Bloso Fields (sometimes called Bloso House) was built in the 1860s for Miss Mary Hannah Towle and would at the time have overlooked the fields running down to the Ock brook. Miss Towle of the Borrowash Mill owning family, was the daughter of John Towle and his wife Elizabeth (nee Harrison).  Mary lived at Bloso fields having moved in in the 1860’s into a new house.  Her father had died in 1860 and perhaps the house was built with her part of the £40,000 that her father had left in his will.

 In 1861 Mary Towle is described in the census as a Proprietor of Land Houses and Mills.  By 1871, Mary was 51 and living in Bloso Fields and her profession is described as “Interest of Money”.  With Mary are her servants, the Burnhams, whose family later went on to run the nursery on the other side of Victoria Avenue.

By 1881, Mary still has the same household, except that she has been joined by her widowed younger sister Adeline Alsop.  Adeline later moves to Hampstead in London where she is joined by her brother Henry after his wife dies.  When we trace Victorian families it is always sad to note the fragility of life before the advent of 20th Century medical advances.

Ten years on and Mary was 71.  Her household still consisted of the Burnham ladies.  She had a family visitor, one William B Towle (aged 33) a general practitioner.  This 1891 census is the last one to show Mary Towle and she died in August 1900 and probate records show that she left an estate of £3858.

Bloso Fields was then put on the market.  In 1901 Bloso Fields was occupied for a short time by Dr John Aspinal Hunt and his family.
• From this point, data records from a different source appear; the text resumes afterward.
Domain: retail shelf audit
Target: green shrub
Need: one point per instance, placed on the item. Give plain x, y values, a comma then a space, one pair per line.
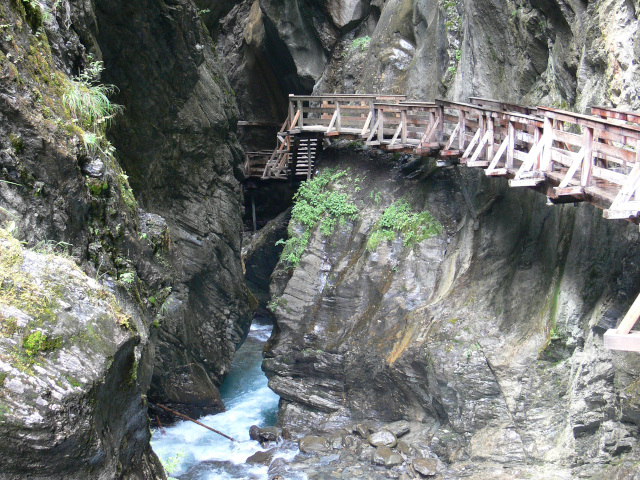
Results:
38, 342
399, 218
317, 201
361, 43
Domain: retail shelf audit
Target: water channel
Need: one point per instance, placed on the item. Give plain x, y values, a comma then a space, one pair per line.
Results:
190, 452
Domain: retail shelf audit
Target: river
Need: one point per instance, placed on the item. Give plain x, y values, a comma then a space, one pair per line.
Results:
190, 452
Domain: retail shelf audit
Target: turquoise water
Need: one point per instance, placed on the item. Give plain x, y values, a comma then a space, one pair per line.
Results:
194, 453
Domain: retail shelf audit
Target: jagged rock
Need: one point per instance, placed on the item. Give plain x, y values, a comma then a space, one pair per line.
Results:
270, 434
362, 429
398, 428
427, 467
312, 444
69, 370
94, 168
277, 469
262, 458
254, 432
386, 457
383, 438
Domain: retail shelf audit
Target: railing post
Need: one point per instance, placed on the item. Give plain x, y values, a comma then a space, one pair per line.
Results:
546, 148
403, 119
462, 118
536, 140
482, 126
490, 127
587, 162
512, 145
292, 110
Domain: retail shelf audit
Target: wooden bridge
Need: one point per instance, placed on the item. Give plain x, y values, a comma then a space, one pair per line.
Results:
567, 156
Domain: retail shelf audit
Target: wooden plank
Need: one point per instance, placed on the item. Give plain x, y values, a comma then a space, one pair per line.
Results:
575, 191
366, 124
615, 214
615, 341
575, 165
525, 182
609, 175
481, 145
497, 172
452, 137
499, 153
471, 146
334, 119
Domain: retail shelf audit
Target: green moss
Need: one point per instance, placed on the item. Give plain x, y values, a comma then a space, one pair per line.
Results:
38, 343
399, 219
318, 201
16, 143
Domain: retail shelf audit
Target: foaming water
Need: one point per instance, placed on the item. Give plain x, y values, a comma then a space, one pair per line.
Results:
194, 453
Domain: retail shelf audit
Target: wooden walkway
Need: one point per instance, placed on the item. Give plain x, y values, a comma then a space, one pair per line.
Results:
569, 157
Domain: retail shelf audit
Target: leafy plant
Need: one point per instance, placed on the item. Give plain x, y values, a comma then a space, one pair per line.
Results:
399, 218
38, 342
317, 201
361, 43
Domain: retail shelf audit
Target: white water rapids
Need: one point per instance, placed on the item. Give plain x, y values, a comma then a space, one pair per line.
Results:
190, 452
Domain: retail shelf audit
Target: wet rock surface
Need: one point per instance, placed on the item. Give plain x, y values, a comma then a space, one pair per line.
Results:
69, 356
485, 331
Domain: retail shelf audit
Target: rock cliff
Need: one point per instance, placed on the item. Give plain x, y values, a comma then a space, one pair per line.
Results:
151, 205
559, 53
491, 328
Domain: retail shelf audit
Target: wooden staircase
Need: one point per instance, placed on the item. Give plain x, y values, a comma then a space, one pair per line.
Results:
304, 156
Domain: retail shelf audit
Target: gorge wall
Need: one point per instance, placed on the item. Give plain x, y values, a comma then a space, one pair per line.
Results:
152, 212
491, 329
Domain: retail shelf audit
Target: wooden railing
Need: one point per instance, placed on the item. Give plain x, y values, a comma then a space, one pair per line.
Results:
568, 156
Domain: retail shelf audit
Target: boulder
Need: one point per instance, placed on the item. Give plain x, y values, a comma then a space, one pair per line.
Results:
386, 457
261, 458
383, 438
399, 428
427, 467
270, 434
313, 444
254, 433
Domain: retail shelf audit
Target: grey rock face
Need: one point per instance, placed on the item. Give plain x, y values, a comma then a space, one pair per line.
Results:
177, 143
425, 466
70, 396
489, 331
313, 444
386, 457
383, 438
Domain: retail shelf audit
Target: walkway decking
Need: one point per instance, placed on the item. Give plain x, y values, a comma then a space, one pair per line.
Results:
569, 157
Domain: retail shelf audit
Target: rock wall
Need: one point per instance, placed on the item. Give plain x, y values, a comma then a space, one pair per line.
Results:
569, 54
153, 210
492, 329
70, 403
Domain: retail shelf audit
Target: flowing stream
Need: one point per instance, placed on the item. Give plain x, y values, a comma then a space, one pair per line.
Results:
190, 452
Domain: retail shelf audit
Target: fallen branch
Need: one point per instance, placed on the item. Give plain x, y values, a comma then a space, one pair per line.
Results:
196, 422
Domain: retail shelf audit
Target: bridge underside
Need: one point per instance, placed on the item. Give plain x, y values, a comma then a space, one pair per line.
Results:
566, 156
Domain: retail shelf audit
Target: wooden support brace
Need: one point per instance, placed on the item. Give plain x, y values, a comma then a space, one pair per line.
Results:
374, 130
366, 124
397, 134
474, 140
620, 338
483, 142
430, 131
453, 137
498, 155
333, 121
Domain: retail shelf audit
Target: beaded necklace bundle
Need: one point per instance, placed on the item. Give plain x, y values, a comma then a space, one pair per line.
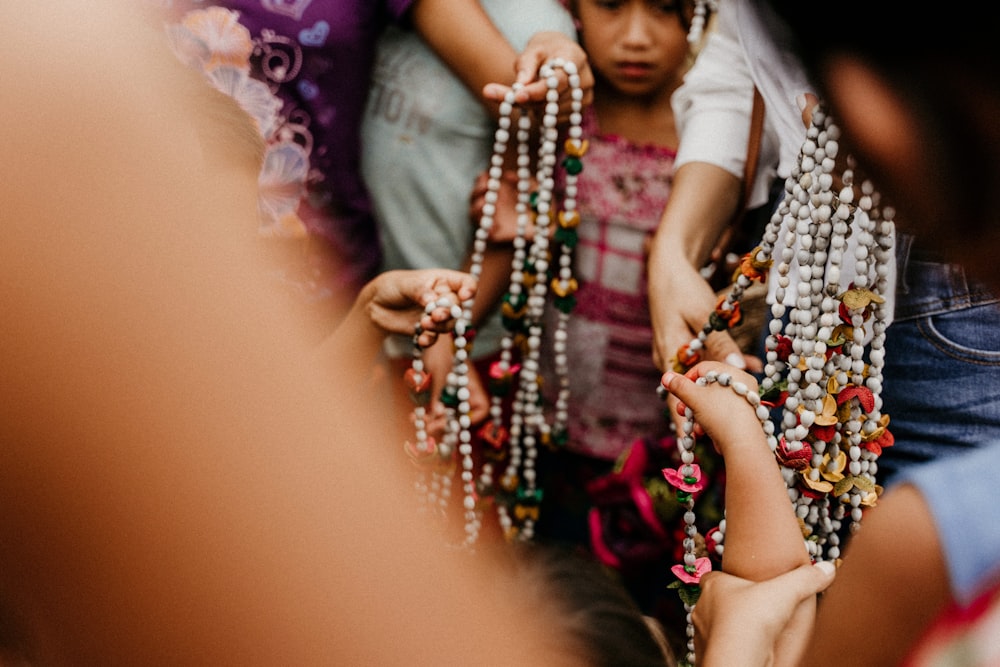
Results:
512, 440
831, 429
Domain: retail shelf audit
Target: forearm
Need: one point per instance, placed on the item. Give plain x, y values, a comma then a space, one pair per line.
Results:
703, 199
763, 537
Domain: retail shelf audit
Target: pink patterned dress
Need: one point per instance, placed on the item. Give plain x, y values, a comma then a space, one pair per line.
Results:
622, 191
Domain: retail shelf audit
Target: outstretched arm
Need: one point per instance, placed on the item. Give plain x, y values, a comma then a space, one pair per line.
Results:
763, 537
703, 198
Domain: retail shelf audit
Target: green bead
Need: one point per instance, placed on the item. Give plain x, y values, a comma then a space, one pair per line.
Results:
573, 165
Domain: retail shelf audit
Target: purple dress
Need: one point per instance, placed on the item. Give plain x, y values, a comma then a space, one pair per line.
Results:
301, 68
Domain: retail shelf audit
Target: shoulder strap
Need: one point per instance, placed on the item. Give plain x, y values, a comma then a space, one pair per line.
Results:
753, 152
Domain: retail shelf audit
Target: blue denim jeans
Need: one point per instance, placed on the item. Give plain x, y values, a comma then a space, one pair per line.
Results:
941, 384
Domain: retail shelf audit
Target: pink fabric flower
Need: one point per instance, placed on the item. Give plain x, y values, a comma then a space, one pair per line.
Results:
691, 483
692, 575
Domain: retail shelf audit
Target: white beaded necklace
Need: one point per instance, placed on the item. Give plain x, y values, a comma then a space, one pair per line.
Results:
518, 497
832, 428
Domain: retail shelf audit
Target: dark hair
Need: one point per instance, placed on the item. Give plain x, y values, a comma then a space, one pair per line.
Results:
943, 65
602, 620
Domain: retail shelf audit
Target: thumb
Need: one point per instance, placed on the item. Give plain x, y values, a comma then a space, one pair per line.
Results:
527, 65
807, 580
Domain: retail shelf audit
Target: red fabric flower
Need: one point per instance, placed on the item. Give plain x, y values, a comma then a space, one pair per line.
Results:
863, 394
797, 459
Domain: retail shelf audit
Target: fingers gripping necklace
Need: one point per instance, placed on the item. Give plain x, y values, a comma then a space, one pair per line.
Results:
816, 377
533, 284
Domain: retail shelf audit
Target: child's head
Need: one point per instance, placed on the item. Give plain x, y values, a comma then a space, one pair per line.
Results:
637, 47
917, 95
597, 617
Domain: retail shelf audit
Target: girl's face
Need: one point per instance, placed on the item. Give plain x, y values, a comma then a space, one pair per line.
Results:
637, 46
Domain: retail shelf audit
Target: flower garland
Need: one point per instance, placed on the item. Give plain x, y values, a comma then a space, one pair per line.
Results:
816, 376
517, 497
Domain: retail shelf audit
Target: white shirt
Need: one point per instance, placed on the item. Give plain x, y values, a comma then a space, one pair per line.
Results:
712, 107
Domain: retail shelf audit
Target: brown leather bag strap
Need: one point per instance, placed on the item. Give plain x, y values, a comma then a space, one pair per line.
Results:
753, 153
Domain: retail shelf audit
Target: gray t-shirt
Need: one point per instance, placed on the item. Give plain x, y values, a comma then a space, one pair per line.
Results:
425, 138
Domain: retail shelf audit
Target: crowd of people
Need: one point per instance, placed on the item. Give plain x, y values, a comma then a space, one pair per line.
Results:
216, 280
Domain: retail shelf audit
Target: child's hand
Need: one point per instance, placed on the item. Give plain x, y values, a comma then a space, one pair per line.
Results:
742, 622
543, 47
394, 301
720, 412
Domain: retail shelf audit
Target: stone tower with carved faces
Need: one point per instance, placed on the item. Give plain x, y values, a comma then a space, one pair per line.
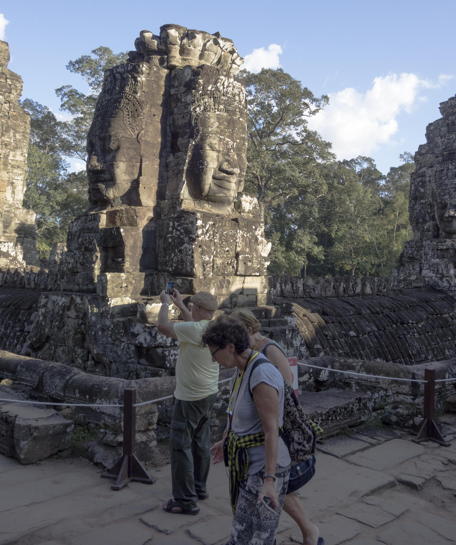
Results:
166, 166
17, 225
430, 258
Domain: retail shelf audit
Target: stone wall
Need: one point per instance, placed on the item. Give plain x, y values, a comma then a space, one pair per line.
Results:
407, 327
49, 381
327, 286
17, 229
166, 166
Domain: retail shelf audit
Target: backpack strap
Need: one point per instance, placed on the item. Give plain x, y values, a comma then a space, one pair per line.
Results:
273, 343
258, 361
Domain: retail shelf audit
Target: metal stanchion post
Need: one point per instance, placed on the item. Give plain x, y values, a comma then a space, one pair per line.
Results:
430, 429
128, 468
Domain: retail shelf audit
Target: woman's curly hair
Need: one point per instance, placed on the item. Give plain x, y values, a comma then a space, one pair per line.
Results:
227, 330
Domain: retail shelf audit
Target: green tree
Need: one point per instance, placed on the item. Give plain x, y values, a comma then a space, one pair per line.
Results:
81, 105
348, 218
55, 194
396, 227
284, 158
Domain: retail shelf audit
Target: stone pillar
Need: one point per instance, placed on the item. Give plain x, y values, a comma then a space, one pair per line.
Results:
17, 228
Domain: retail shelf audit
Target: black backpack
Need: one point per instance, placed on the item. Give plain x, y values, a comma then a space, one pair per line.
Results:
297, 430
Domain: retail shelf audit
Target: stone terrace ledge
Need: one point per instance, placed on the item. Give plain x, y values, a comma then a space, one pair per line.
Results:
374, 486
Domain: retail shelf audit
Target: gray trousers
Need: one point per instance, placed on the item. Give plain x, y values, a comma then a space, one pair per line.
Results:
256, 523
190, 444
Dr Hunt is the son of the owner of Bartlewood Lodge.

New residents appear in the 1911 census as the Newbold family.  James William Newbold JP was Poor Law Union Clerk on the Board of Guardians.  This included the large workhouse at Shardlow.  Mrs Eliza Newbold was the sister of the last Liberal MP for Derby, Thomas Roe (1st Lord Roe of Derby) and James Newbold was also involved in politics being Mayor of Derby in 1888.

The Newbold family was in Osmaston Derby in 1901.   Newbold Avenue (off Draycott Road) built in 1929 is named after James Newbold. These council houses were built to house people from Grundy’s Yard.